What does this mean? Just as millions of Americans check their FICO Scores to see how their credit is doing, FICO and the National Bureau of Credit Histories (NBKI), Russia’s leading credit bureau, keep tabs on the health of Russian consumers. The FICO Credit Health Index measures Russian credit health, based on the percentage of consumer loans and credit cards reported to NBKI that are delinquent by more than 60 days.

The base was set at 100 in July 2009, and it climbed until the end of October 2011. Then came the long fall, which was arrested in early 2016.

What happened? “The biggest impact to the index came as Russian lenders and their customers embraced a new kind of credit product: the credit card,” said my colleague Eugene Shtemanetyan, who manages FICO’s operations in Russia. “Unfortunately, late payments here didn’t carry the stigma or penalties of late payments on secured credit, such as a mortgage or car loan. It took awhile for the Russian market to understand the importance of timely card payments, and for Russian lenders to adjust their customer risk management practices. The market stabilized, and loans issued in the last three years are higher-quality than the ones from the years prior.”

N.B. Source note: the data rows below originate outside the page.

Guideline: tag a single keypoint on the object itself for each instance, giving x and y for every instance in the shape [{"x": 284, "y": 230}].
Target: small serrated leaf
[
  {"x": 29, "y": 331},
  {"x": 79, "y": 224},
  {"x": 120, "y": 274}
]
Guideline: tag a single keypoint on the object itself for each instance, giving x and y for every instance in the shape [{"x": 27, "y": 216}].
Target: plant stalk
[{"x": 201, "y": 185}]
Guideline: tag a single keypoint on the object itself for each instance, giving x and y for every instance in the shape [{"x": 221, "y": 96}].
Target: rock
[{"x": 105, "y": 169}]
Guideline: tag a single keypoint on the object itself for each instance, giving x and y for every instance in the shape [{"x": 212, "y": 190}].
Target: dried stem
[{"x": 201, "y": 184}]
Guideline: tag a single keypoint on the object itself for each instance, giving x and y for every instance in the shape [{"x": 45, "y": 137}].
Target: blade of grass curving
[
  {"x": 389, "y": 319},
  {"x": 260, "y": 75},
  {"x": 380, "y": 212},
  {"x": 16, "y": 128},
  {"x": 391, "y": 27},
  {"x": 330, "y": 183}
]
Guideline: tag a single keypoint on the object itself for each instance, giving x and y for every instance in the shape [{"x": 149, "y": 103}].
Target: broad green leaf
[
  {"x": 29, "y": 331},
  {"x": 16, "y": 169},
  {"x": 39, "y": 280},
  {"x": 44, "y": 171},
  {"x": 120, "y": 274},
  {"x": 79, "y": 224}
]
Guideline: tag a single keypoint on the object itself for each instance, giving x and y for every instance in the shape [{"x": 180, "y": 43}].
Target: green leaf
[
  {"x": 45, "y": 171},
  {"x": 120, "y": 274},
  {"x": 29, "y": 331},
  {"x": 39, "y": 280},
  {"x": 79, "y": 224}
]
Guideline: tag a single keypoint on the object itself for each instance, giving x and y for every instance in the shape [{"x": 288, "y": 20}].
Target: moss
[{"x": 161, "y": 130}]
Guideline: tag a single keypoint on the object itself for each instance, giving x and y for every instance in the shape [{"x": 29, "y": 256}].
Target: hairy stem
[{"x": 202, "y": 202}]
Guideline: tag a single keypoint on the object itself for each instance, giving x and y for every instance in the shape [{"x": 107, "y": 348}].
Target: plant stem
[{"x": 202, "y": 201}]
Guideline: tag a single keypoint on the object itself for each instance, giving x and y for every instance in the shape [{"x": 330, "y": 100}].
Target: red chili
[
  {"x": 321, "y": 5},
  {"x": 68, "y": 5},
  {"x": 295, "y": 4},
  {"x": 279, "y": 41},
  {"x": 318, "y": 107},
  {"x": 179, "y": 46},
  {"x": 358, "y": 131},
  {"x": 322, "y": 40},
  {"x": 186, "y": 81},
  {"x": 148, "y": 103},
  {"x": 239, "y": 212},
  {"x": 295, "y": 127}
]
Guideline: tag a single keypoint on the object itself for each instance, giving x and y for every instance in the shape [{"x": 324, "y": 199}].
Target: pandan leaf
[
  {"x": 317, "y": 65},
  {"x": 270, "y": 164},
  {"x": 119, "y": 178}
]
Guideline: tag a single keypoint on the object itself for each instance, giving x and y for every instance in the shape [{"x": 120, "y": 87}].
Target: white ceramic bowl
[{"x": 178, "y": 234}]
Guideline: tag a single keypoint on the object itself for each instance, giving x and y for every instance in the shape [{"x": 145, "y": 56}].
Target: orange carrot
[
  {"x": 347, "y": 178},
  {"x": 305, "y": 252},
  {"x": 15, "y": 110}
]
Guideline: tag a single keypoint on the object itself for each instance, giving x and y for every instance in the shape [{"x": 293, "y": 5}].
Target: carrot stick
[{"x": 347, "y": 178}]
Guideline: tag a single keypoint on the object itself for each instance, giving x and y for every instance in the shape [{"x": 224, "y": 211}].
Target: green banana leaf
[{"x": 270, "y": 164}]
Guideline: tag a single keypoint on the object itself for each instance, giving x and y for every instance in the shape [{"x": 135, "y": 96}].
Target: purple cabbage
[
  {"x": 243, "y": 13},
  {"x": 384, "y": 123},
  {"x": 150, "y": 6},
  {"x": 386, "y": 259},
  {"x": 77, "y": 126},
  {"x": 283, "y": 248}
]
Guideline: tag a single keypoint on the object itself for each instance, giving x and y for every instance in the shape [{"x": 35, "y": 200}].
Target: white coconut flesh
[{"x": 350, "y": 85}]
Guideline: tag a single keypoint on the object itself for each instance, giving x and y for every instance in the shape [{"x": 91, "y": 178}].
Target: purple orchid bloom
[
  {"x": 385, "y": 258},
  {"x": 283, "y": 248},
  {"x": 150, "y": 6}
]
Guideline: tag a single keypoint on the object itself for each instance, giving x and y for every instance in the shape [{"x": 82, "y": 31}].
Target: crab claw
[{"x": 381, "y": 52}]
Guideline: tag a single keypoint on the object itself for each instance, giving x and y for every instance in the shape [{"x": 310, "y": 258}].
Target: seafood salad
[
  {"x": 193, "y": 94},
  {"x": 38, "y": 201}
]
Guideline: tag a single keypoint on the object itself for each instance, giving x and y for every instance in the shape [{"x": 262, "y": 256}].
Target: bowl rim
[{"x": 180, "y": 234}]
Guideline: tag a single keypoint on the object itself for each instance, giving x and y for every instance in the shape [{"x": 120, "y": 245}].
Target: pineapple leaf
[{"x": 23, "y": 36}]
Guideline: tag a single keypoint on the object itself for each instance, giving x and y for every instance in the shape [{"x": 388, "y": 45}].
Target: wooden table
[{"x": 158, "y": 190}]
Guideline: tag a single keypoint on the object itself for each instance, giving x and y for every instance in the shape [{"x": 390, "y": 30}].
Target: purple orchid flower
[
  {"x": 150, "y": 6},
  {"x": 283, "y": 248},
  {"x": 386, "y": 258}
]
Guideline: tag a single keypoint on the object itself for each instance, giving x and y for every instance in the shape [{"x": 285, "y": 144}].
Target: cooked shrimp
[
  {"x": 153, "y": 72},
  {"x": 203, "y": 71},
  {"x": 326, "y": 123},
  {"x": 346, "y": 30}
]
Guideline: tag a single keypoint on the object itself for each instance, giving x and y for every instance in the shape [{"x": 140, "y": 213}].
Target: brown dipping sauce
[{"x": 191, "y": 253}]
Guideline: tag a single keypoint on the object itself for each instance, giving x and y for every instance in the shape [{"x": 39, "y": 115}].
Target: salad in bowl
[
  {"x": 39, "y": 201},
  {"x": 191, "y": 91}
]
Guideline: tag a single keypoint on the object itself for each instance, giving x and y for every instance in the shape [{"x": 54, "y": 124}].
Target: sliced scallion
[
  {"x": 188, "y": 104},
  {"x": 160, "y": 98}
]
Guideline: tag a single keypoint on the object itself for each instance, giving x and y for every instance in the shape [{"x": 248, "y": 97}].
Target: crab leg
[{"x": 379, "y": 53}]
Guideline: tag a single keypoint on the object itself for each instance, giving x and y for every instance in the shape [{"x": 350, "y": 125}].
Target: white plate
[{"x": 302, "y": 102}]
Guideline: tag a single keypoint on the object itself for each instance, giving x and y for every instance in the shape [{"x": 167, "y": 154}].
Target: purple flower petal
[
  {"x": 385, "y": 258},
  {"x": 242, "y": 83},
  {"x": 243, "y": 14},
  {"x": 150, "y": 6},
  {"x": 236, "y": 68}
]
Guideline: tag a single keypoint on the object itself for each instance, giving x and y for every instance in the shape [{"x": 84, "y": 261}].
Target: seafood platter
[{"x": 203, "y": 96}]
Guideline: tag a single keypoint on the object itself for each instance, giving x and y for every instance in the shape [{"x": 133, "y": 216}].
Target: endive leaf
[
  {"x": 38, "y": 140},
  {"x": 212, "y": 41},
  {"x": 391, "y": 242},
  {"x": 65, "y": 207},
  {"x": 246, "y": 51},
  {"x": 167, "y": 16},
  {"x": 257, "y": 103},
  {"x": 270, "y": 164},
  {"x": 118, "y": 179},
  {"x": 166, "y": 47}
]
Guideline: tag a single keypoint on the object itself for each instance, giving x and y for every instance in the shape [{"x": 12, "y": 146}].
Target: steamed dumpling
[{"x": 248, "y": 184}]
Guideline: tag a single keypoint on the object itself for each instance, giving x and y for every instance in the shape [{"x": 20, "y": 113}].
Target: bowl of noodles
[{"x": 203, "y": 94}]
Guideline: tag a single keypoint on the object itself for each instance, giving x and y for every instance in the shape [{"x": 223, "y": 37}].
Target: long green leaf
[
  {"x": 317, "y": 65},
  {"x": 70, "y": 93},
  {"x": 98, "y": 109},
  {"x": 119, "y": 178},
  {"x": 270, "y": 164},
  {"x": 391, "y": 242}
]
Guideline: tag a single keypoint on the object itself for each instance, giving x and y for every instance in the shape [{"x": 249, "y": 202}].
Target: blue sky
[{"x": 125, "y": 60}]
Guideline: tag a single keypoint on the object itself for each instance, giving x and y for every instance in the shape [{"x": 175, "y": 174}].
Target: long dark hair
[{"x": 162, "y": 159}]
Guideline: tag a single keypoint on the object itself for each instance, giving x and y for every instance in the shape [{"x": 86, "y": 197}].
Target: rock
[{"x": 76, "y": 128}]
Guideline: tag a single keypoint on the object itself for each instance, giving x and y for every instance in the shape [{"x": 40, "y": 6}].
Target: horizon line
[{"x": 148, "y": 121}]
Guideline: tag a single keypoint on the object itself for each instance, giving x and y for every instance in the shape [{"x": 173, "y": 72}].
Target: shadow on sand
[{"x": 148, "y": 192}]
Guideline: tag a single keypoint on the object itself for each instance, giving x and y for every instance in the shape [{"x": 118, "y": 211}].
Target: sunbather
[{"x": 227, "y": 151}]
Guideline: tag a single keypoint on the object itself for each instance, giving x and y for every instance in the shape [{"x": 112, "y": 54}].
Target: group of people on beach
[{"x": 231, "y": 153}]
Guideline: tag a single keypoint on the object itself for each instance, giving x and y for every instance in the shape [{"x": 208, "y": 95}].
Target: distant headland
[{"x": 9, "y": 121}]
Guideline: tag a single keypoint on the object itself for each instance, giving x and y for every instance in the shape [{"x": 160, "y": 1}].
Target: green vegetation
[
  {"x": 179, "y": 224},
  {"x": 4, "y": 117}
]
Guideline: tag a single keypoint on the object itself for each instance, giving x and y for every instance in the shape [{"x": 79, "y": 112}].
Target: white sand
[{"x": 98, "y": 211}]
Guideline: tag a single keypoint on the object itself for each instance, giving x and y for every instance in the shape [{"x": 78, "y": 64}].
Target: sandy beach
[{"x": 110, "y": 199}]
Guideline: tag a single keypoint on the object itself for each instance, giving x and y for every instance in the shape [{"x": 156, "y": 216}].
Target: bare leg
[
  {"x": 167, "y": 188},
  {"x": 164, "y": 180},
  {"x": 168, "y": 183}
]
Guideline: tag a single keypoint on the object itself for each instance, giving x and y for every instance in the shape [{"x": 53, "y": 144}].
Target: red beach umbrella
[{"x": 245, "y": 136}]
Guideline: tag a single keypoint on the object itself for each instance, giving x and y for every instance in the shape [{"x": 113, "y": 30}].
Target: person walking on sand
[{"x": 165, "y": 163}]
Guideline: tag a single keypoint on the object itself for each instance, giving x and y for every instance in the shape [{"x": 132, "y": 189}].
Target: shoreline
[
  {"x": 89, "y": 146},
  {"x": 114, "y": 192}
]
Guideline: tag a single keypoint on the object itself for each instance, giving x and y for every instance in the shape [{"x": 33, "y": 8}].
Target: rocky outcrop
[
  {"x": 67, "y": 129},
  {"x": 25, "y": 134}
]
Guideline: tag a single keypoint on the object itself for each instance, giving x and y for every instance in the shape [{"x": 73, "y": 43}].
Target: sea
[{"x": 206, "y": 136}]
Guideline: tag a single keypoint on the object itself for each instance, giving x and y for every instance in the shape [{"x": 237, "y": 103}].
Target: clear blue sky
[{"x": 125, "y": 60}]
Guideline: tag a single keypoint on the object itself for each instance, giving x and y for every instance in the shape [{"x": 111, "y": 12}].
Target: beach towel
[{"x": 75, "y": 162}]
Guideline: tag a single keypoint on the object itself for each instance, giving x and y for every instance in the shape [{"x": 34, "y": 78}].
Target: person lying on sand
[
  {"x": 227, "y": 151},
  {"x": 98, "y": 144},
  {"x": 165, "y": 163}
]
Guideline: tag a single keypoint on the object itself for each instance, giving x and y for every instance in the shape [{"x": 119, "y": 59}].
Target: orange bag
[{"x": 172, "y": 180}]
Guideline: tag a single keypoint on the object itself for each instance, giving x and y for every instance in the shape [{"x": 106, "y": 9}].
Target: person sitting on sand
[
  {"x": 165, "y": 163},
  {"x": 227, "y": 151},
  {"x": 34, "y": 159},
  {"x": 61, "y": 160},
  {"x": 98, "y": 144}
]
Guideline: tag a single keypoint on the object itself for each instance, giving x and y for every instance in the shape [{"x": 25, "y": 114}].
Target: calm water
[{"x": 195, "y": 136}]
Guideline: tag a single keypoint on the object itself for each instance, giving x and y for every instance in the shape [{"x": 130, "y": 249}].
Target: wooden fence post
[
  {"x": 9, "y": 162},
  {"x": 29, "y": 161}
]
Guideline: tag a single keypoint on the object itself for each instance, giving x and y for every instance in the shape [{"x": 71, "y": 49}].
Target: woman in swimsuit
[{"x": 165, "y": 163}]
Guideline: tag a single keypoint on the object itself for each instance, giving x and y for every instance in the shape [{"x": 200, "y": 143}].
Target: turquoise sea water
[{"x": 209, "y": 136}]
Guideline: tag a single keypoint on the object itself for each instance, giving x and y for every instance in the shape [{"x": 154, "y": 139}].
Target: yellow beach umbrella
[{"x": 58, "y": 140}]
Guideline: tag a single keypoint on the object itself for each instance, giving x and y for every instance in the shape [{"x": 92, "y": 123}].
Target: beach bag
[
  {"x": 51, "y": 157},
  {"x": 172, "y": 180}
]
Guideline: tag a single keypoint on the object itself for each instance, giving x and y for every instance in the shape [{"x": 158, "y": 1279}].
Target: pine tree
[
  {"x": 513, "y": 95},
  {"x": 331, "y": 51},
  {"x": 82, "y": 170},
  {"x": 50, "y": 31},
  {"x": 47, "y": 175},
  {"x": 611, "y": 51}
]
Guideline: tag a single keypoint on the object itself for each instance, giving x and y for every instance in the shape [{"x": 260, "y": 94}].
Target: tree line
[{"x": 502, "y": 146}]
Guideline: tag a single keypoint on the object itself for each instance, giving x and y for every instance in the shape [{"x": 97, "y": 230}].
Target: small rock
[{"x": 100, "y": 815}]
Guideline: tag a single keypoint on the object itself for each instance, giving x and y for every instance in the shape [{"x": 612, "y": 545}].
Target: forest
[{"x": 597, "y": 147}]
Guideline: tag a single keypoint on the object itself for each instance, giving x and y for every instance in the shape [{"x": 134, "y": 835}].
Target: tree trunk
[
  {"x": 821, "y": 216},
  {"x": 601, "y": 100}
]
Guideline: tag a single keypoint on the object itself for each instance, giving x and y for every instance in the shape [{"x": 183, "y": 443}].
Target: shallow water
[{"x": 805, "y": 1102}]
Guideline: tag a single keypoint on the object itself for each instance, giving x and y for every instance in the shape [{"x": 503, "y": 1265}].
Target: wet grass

Risk management is still very much a priority for Russian credit grantors. “The main risks for delinquency remain the same — a decrease in real incomes,” said Alexander Vikulin, CEO of NBKI. “Therefore, lenders need to continue to closely monitor market indicators such as the PTI (payment to income), as well as to monitor the financial behavior of borrowers for all types of loans.”

FICO and NBKI provide Russian creditors with data to help them better understand how the credit market is developing and to build quality loan portfolios. FICO Scores, available through NBKI, are used by more than half of the leading Russian banks.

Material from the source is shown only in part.